Foi a primeira vez que Portugal participou no estudo da OCDE que avalia a literacia, numeracia e capacidade de resolução de problemas entre a população adulta (16-65 anos) e os resultados estão longe de ser positivos. Em qualquer uma das áreas avaliadas, a média alcançada ficou muito aquém da OCDE e, numa comparação com vários países europeus e os EUA, o país apresentou um dos piores resultados, mostram os dados agora revelados.
O Estudo sobre as Competências entre Adultos de 2023 foi feito a partir de entrevistas e de uma espécie de teste realizado por uma amostra de 3160 adultos, representativa dos 6,6 milhões de residentes em Portugal entre os 16 e os 65 anos. Os exercícios propostos testavam a capacidade de interpretar textos e extrair informação, entender e manipular números e resolver problemas a partir de determinados dados, tudo isto aplicado a situações que podem ocorrer no dia-a-dia. O grau de acerto ou de erro determinou a atribuição de um valor, numa escala de proficiência até aos 500 pontos.
Tudo somado, concluiu-se que existe uma elevadíssima percentagem de portugueses que não vai além dos níveis mais baixos de proficiência, independentemente da área avaliada. Ou seja, não são capazes de executar com sucesso as tarefas mais complexas propostas.

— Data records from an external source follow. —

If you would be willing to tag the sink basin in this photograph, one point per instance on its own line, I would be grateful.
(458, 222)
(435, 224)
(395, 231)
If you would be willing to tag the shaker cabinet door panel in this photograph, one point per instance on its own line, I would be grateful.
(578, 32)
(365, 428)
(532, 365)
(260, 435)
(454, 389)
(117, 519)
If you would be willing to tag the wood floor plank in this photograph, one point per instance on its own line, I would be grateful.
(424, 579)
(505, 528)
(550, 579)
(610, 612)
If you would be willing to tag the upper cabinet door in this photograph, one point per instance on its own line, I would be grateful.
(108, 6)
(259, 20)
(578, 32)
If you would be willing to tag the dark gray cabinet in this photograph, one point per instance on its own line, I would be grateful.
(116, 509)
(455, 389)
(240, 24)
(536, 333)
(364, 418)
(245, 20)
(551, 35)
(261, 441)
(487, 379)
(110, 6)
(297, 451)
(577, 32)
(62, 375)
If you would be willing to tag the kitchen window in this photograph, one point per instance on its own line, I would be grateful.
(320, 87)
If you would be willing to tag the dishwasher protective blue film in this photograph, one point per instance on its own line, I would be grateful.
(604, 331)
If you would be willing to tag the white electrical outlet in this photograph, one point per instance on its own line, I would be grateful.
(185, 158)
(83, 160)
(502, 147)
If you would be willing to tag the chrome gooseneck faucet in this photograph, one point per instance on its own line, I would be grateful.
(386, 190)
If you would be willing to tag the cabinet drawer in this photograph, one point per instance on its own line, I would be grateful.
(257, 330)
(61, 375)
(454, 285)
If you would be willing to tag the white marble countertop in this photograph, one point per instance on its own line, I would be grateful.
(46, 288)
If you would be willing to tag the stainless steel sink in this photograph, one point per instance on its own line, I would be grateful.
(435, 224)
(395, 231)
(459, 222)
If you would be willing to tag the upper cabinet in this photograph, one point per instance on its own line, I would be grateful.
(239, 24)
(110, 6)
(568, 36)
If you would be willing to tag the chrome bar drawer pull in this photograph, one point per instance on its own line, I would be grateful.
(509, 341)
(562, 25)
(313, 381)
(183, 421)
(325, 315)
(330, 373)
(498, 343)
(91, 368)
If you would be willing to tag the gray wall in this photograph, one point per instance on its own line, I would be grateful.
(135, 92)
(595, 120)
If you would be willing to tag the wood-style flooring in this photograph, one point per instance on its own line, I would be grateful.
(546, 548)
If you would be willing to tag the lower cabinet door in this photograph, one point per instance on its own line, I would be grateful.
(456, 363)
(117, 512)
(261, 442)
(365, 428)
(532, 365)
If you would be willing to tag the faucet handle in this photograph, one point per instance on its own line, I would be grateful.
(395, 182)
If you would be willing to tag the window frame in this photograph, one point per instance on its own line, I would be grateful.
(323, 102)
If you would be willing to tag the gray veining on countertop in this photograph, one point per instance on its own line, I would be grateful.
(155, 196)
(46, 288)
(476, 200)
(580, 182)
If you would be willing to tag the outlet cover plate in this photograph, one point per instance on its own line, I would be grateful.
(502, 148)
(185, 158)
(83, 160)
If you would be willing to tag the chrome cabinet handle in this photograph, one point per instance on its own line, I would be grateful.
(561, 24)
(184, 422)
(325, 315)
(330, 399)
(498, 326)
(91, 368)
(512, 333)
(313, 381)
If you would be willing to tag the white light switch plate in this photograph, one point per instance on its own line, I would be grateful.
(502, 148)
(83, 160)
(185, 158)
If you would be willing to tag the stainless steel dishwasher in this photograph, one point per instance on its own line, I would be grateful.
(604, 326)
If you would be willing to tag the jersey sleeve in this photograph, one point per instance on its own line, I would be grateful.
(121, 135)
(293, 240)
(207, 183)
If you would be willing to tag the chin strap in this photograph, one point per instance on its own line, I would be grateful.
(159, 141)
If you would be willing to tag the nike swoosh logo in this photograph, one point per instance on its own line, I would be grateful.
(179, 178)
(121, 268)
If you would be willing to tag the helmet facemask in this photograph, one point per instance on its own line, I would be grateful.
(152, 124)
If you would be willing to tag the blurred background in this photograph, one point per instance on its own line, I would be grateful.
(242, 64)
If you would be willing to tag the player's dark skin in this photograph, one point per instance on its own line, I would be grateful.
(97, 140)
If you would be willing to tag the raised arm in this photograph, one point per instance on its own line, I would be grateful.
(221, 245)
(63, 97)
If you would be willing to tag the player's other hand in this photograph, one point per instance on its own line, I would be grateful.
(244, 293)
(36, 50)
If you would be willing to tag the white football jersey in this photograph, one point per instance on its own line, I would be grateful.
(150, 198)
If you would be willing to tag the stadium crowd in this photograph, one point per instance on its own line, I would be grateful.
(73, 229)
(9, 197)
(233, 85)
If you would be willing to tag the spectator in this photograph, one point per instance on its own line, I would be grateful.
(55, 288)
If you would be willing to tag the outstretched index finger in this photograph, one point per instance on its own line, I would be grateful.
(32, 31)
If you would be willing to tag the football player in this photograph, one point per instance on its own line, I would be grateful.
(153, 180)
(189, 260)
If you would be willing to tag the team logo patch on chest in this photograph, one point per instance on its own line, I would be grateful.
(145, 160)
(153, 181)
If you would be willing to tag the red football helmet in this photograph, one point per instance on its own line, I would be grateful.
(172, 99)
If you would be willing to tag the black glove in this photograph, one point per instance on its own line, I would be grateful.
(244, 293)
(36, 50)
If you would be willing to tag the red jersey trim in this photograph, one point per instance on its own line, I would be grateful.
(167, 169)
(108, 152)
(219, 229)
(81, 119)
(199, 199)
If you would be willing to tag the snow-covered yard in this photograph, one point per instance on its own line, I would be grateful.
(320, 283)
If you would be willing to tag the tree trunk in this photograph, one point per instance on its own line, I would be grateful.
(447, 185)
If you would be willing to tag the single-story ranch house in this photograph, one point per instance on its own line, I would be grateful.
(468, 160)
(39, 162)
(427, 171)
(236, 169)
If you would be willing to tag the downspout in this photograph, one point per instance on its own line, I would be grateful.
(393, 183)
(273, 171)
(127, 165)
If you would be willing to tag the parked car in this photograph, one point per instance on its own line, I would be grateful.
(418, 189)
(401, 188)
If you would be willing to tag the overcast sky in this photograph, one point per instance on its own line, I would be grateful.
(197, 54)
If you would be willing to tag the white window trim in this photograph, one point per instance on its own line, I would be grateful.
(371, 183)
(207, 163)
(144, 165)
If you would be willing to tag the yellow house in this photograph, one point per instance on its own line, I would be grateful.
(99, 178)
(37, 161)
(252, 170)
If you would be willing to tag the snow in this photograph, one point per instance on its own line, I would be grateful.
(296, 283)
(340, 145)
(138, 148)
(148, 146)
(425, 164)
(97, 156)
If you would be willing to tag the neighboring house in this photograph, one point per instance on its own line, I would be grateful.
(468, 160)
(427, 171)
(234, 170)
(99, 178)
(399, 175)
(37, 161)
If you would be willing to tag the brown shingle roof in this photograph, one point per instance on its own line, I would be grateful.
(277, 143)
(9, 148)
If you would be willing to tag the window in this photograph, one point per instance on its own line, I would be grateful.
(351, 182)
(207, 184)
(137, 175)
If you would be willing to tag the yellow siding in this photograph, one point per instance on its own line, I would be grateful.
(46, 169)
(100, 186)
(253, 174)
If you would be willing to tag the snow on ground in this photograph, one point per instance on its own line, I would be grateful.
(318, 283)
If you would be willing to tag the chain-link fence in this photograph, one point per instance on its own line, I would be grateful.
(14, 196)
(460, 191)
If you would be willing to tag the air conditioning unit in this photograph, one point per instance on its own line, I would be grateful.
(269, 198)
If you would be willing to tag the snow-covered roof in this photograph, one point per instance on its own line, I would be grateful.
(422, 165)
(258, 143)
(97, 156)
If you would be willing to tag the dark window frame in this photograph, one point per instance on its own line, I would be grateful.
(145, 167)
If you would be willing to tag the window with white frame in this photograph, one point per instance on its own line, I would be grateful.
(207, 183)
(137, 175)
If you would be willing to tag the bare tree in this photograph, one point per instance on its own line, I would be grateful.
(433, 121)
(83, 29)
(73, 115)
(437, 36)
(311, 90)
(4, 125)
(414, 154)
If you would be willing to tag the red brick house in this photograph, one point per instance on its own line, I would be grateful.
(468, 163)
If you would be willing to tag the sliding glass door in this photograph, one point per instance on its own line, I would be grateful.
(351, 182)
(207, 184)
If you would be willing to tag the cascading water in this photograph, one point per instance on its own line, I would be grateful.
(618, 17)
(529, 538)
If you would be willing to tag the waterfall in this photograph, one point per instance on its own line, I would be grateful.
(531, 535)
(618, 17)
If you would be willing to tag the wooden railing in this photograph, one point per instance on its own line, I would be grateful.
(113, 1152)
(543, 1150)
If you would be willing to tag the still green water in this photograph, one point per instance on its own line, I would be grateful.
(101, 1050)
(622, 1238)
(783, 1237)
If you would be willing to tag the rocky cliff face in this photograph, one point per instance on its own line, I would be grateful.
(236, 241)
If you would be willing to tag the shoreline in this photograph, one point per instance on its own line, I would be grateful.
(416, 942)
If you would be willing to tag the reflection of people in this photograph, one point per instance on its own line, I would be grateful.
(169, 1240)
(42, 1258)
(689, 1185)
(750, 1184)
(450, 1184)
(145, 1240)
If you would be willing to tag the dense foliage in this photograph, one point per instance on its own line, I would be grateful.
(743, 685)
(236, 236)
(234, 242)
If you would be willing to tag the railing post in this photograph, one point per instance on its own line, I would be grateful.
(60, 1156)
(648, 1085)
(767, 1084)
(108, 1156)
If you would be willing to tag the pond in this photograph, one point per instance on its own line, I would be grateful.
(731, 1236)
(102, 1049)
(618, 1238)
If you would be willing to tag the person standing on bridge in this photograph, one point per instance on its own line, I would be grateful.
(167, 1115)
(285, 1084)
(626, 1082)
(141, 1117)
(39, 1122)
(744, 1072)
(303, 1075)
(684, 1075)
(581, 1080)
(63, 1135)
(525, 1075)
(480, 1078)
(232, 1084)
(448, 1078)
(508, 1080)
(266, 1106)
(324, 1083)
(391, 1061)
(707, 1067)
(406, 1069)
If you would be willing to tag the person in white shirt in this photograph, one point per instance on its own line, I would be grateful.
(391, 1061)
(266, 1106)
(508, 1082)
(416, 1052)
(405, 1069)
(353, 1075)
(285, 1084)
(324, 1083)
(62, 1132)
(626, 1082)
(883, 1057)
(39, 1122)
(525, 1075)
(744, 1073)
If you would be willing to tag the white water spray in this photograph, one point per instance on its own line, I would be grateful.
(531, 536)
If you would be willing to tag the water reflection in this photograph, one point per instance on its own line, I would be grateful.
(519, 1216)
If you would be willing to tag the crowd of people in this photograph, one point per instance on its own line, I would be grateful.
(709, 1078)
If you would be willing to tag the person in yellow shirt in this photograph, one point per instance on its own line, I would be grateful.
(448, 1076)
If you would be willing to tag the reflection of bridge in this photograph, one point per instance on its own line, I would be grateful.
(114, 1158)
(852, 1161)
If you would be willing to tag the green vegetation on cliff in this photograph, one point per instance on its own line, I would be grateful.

Na literacia, 42% dos adultos em Portugal atingiu no máximo o nível 1, o que significa que “conseguem compreender pequenos textos e organizar listas quando a informação está claramente indicada ou entender apenas frases simples”, por exemplo. Esta percentagem de população com “baixa literacia” é o dobro da média da OCDE.
No extremo oposto da escala estão os 4% de adultos (12% na OCDE) que conseguem desempenhar com sucesso as tarefas mais complexas, que implicam interpretação de textos densos e longos e fazer extrapolações.
Na numeracia, as percentagens de baixa proficiência (abaixo ou até ao nível 1) encontradas foram de 40% em Portugal contra uma média de 25% na OCDE. Esta população não consegue resolver problemas que impliquem vários passos até à solução ou que impliquem considerar múltiplas variáveis.
Quanto à resolução de problemas, o cenário não melhora, com as percentagens de residentes a revelar não mais que capacidades básicas a atingir os 42% em Portugal, contra uma média de 29% na OCDE.
Numa escala até 4 ou mais e juntando todas as literacias, o estudo conclui que 30% dos adultos em Portugal não vão além do nível 2, revelando grandes limitações na resolução de tarefas de maior complexidade. A média da OCDE é de 18%.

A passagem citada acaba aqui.